LE MODIFICAZIONI NEL MERCATO DELLA CRIMINALITA'

Il dato più nuovo, e sul quale varrebbe la pena aprire una riflessione più attenta, riguarda le modificazioni della mappa dei comportamenti criminali provocate da un provvedimento di legalizzazione. Anche in questo caso si vuole offrire alla discussione una ipotesi di lavoro.

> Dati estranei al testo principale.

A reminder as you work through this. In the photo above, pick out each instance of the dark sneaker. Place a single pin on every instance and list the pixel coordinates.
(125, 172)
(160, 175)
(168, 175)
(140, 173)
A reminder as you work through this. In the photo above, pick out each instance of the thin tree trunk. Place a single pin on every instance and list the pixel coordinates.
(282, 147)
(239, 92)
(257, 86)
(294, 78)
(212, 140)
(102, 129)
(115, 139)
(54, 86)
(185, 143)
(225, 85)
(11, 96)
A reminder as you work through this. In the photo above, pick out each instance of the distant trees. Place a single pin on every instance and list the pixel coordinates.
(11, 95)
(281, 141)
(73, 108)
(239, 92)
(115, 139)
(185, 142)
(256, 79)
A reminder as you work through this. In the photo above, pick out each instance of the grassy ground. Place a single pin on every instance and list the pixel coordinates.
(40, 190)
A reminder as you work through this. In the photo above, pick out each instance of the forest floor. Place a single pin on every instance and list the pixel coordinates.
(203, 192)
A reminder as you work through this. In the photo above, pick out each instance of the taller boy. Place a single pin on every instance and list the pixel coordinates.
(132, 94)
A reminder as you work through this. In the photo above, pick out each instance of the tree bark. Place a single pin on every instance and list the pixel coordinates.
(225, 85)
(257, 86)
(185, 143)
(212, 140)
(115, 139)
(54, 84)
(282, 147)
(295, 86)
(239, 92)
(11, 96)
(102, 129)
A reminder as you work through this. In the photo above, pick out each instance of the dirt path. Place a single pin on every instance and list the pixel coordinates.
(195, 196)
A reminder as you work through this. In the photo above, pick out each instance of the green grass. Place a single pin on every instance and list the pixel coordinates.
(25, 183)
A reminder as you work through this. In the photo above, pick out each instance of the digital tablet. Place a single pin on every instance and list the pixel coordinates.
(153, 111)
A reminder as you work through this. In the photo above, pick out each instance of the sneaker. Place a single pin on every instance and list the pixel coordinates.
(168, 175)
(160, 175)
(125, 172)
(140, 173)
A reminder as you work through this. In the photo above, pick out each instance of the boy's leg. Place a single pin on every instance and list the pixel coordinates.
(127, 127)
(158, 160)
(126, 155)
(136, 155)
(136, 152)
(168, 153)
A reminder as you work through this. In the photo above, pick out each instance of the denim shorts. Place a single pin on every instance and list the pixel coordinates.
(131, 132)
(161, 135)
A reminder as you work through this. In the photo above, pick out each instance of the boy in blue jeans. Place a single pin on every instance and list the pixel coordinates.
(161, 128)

Partendo proprio dalle considerazioni precedenti in tema di modificazioni della struttura dei mercati delle droghe, si può ipotizzare che proprio la persistenza delle grandi organizzazioni criminali e la scomparsa di quelle piccole dedicate esclusivamente al traffico di droghe, influenzerebbe sostanzialmente lo scenario della criminalità, perché ridefinirebbe i rapporti funzionali che oggi legano la criminalità organizzata, criminalità economica, criminalità comune ed in parte criminalità politica, con ripercussioni sulla quantità di violenza diffusa nella società. Si possono individuare due grandi tendenze: la scomparsa di alcune attività criminali e lo sviluppo di altre da contorni ancora troppo sfumati per accertarne le dimensioni. Un primo tentativo di analizzare gli effetti può portare a queste considerazioni necessariamente schematiche ed interlocutorie:

- diminuzione di quella parte di criminalità economica occupata nel lavaggio del danaro sporco;

- mutamenti nella criminalità comune dovuti al passaggio ad altre opportunità criminali (furti, rapine, etc.) da parte dei criminali precedentemente occupati nel traffico di stupefacenti, ed un aumento della violenza indotto dalla competizione tra bande criminali e dal mancato controllo su queste attività da parte della criminalità organizzata. Dati questi che per comprendere il saldo complessivo delle variazioni nella criminalità comune, si dovrebbero confrontare con la presumibile diminuzione di quella criminalità comune produttrice di reddito per i consumatori di droghe.

- diminuzione della corruzione verso appartenenti alle istituzioni politiche, giudiziarie e di polizia operata dalle organizzazioni criminali per facilitare i traffici illegali.

CONCLUSIONI

Gli scenari descritti precedentemente costituiscono indicazioni sulle trasformazioni che avverrebbero nelle varie forme di criminalità in seguito alla liberalizzazione dell'offerta di droghe.

Valutando complessivamente queste variazioni, si può ricavare la presunzione che i livelli complessivi di criminalità ed il danno sociale da esso prodotto, diminuirebbero in un passaggio da un regime proibizionista ad uno legalizzato. L'entità di questa diminuzione sarebbe tanto più grande, se il provvedimento di legalizzazione fosse accompagnato da un investimento massiccio delle risorse resesi disponibili, nel recupero dei tossicodipendenti e nello scoraggiamento della domanda di droghe, attraverso un sistema articolato di disincentivi.

Il livello di allarme sociale, importante nell'influenzare opzioni favorevoli o contrarie alla legalizzazione, dovrebbe teoricamente diminuire se influenzato esclusivamente dalla percezione della quantità e qualità dei comportamenti criminali dei quali si potrebbe essere una potenziale vittima. Infatti oltre che a un saldo probabilmente negativo delle variazioni della criminalità comune, si dovrebbe aggiungere quella quantità di criminalità che sarebbe scoraggiata da una maggiore efficacia nella repressione della criminalità nella quale verrebbero investite parte di quelle risorse che prima erano sottratte dalla repressione dei reati relativi alle droghe e che ora non avrebbero più motivo di esistere.

Si sono indicati alcuni scenari, sulla base di ipotesi teoriche di legalizzazione. Il compito assegnato a questa relazione non permette di discutere a quale tipo di legalizzazione fare riferimento, accompagnata da quali provvedimenti di controllo e di disincentivazione. Sono nodi cruciali che devono necessariamente investire la comunità internazionale perché un'ottica nazionale su questa materia capovolgerebbe immediatamente, anche nell'area della criminalità, gli effetti positivi che si sono qui delineati.